What I do believe in is creating an unofficial Research & Development Laboratory within your sales department in order to structure pilot programs which can bring about some significant lessons and benefits.

Many forward-thinking sales organizations are blurring the lines that have been drawn by tradition and are finding new successes to multiply. Some of those sales teams [certainly not all] have gone as far as to designate the [right] sales team member who can create measurable experiments. The tests start small and organically expand as success after success occurs in each round of testing.

This wasn’t nearly as feasible in the early days of my career, but the information available online makes it relatively easy to discover where organizations similar to your own are chalking up wins, and then you can adapt it for your own team.

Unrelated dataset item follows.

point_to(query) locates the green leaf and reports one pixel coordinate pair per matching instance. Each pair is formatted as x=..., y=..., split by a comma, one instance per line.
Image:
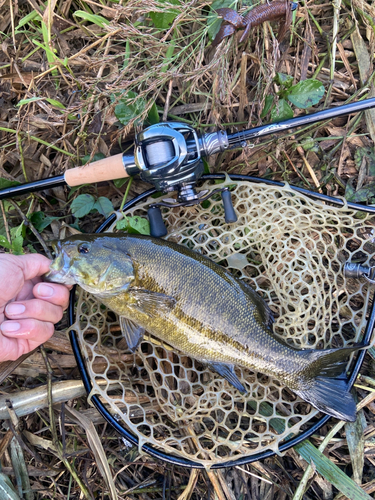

One clear conclusion from the report is that inside sales reps have become more strategic; they are less boiler room “dialing for dollars,” instead focusing on partnering with field/channel reps and/or an independent sales channel. This group is professional, skilled, well-equipped, and focused on nurturing or advancing prospective opportunities—not simply making as many dials as possible each day.

Only you know best if your sales team is prepared, at this time, to strategically take on some new approaches to gaining more sales.

Without a doubt, it would be ideal to have a team that consistently adheres to your organization’s sales process before launching out on occasional experiments with part of your team. This would ensure a more credible baseline against which to measure results.

Please check out the full blog post over at CSO Insights in order to learn more about many of the report’s findings. You’ll be glad you did.

QUESTION ::: Do your inside or outside sales teams have a process of implementing trials of strategies or tactics in order to discover better ways of working together to gain more sales, or do you more or less shoot from the hip? If you don’t currently rarely use lessons from other organizations, what’s holding back you or your organization?